Of course not every syllable would be enhanced (or could they with vocals already recorded; would, to a good degree already dictate what syllables could even be enhanced, if at all in some cases) or it would probably be inaudible; but a subtle application would really make their speech stand out from the rest imo; less is more. It would depend on how what is being said, to determine whether the enhancement should be on the attack, decay, sustain, or release. I think I would clearly understand, "Where is bach?", if an enhancement slightly lifted the "Wh(e)re" and accented the "ba(ch)".
Enhancing hard consonants would surely give them a "tribal" feel (I forget the name of an African tribe (if they are even African) who uses "clicks" and other sounds in speech). For the Sylvari, wind going through a hollow reed, for example could enhance open sounds (i.e., "who"), etc.

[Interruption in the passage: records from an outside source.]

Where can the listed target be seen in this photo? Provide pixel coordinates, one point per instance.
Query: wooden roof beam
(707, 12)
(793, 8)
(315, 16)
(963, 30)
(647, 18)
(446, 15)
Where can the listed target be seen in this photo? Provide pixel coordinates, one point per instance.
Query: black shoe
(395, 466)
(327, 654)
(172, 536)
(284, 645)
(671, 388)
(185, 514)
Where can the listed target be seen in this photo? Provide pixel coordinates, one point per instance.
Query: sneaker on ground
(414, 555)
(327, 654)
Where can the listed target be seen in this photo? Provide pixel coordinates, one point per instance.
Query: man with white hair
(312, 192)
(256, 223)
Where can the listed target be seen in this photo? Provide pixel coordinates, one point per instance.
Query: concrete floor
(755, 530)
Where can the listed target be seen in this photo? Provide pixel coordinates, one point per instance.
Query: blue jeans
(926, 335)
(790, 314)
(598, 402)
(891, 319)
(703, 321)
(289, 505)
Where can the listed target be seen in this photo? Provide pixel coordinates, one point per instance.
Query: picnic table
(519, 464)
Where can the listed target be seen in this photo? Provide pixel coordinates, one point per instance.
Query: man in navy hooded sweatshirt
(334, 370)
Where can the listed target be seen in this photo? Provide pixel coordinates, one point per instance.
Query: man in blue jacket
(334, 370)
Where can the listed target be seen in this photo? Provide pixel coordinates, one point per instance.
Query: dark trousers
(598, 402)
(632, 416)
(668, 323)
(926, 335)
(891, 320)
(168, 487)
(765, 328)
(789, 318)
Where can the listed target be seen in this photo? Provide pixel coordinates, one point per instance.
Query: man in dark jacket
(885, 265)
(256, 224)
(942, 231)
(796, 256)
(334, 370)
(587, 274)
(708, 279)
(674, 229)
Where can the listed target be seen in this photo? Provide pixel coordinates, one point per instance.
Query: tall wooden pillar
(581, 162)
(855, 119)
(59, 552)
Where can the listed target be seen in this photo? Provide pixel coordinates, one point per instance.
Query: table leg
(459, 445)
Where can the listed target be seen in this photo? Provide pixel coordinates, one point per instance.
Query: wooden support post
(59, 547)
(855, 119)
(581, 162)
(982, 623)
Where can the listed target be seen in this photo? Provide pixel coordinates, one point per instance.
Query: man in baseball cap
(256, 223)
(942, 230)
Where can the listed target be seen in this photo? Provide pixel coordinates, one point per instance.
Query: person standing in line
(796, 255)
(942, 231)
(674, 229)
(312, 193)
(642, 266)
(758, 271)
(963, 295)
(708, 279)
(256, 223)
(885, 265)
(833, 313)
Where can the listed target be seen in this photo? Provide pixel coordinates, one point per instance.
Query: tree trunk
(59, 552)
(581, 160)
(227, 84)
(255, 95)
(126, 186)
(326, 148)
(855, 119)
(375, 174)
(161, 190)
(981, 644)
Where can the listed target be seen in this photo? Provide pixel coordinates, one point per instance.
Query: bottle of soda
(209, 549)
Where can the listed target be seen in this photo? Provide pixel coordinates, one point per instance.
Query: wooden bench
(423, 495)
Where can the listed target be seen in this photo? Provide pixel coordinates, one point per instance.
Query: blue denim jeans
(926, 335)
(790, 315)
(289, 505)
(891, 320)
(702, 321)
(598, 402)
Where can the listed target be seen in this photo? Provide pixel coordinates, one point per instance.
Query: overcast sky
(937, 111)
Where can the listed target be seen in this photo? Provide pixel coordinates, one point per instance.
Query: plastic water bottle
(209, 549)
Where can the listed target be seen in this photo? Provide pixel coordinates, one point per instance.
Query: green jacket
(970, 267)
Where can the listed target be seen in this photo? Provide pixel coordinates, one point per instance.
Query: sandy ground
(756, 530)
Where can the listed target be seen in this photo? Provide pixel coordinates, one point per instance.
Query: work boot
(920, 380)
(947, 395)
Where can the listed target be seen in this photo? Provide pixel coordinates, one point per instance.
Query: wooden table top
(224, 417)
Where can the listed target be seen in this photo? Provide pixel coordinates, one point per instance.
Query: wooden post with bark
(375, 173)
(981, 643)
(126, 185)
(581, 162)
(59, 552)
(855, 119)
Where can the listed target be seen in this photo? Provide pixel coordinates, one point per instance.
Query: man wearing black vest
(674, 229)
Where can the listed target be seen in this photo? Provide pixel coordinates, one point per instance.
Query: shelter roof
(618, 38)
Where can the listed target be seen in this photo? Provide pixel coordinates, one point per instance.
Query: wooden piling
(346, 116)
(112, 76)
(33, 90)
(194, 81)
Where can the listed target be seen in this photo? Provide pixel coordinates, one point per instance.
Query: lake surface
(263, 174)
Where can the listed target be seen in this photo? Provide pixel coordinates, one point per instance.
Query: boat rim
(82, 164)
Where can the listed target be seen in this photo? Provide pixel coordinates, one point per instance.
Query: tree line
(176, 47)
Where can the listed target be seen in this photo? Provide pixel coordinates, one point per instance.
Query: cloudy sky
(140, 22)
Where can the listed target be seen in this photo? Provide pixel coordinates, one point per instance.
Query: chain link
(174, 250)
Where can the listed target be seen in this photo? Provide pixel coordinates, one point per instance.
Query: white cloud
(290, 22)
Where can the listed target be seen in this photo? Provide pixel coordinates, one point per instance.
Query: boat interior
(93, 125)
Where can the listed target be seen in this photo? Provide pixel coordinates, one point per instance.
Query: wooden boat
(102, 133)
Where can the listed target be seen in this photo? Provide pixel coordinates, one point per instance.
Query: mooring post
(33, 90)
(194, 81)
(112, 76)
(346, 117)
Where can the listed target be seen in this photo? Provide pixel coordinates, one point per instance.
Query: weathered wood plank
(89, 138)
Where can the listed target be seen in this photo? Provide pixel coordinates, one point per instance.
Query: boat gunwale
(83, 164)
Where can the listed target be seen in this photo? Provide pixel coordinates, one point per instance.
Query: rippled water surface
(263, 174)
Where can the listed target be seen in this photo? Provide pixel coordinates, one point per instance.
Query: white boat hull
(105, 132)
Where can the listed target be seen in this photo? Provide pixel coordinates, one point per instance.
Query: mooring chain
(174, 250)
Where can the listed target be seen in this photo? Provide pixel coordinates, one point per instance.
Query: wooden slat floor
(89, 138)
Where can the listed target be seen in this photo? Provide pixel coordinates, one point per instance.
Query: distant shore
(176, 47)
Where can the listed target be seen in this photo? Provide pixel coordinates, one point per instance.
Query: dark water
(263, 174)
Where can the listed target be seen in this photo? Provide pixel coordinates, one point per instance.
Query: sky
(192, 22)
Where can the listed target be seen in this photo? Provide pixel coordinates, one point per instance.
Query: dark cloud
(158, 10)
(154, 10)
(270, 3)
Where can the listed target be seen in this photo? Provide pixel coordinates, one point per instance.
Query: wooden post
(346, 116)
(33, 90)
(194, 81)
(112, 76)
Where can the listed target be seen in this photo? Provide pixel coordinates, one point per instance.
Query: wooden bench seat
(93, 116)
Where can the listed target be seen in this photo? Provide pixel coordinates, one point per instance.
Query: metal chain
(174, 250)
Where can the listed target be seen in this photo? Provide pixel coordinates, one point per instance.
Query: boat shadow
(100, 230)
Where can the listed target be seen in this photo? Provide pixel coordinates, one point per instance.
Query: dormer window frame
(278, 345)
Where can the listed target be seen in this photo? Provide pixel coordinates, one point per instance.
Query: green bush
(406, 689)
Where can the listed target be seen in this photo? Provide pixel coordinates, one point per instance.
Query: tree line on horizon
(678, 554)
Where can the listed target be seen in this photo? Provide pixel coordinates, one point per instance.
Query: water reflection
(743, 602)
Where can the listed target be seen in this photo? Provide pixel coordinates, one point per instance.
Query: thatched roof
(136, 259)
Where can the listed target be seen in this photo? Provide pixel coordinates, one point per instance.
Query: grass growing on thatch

Though we come down to practicality; the vocals more than not have already been mostly recorded and mastered; adding such sounds would take a lot more work (taking a step back to original files); then you have the big problem if you wanted to provide the vocals in other languages (it could still work, but you have to reconstruct the natural sounds to best fit each dialect; which would take forever); and all this with the many movie hours they have of Sylvari script.
A program could maybe be written to automatically add stuff, but it would have to work damn good (it would probably sound robotic...); the subtlety of a human crafting each natural sounds with its English language counterpart imo would be the best approach in pulling the effect off; yeah probably be the only way to go, because then you take into account the emotional tone of the voice, etc.
Localization should seriously stay on a purely text based level, otherwise it'd take way too many ressources away from actual progress with the game.
No matter how you all feel about everybody should understand and speak proper English, there is no way ArenaNet/NCSoft will compensate for losing money in GW2 sales, when they don't supply localized versions.
Martin Kerstein answered a question about German voice actors in an interview with Rush (IIRC) a few weeks back and somebody talked about the Spanish version on the ComicCon panel. So they are in.